Google Apps for Government is not technically FISMA-certified, according to the General Services Administration that certified Google Apps Premier Edition. Google claims they are the same product.

The confusion about whether or not Google Apps for Government is really certified with Federal Information Security Management Act (FISMA) certification boiled over when a General Services Administration staff member said the product was not FISMA-certified.

Google Apps for Government is not FISMA certified as of this writing, but Google Apps Premier edition, now known as Google Apps for Business, has been FISMA certified since July 2010.

Google, which argues that Google Apps for Government is the same product as Google Apps for Business, contends the argument that that the product does not require a separate certification.

Rather, Google believes it only needs recertification to reflect the fact that Google Apps for Government includes data location and government data segregation on separate servers from regular Google Apps users.
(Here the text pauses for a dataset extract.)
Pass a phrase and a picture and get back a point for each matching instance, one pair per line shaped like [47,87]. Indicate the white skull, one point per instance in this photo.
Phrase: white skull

The GSA appears to be leaning toward agreeing with Google on this score, and told eWEEK it is working with Google to update the original FISMA documentation for Google Apps to incorporate Google Apps for Government.

While Google views the certification of Google Apps for Government is a foregone conclusion, anything can happen over the course of a recertification.

There are no guarantees in government contracts, as we learned when Microsoft's bid to provide its own Business Productivity Online Suite for the Department of Interior's 88,000 employees was halted by an injunction requested by Google. The search engine argued the DOI didn't lawfully consider Google Apps in the spirit of open competition.

It's come as no small irony then that Microsoft ignited the Google Apps hullaballoo April 11 when it cited statements in a court filing that it claims proves Google has been lying to the Justice Department about achieving FISMA for Google Apps for Government.

Google denied the allegation and claimed that Microsoft is trying to create a smokescreen for the fact that it doesn't have the Federal Information Security Management Act (FISMA) certification for its own rival BPOS software.

With claims of Google behaving in an anticompetitive manner flying about on Capitol Hill, the matter caught the eye of U.S. Senator Tom Carper (D-Del.), who convened April 12m as detailed by Business Insider.

GSA spokesman David McClure told Carper that while the GSA certified Google Apps Premier Edition with FISMA because it met the necessary security provisions required by government IT protocols, the GSA was working with Google to get Google Apps for Government the FISMA credit.

"It's a subset of Google Apps Premier, and as soon as we found out about that, as with all the other agencies, we have what you would normally do when a product changes, you have to re-certify it. So that's what we're doing right now, we're actually going through a re-certification based on those changes that Google has announced with the "Apps for Government" product offering.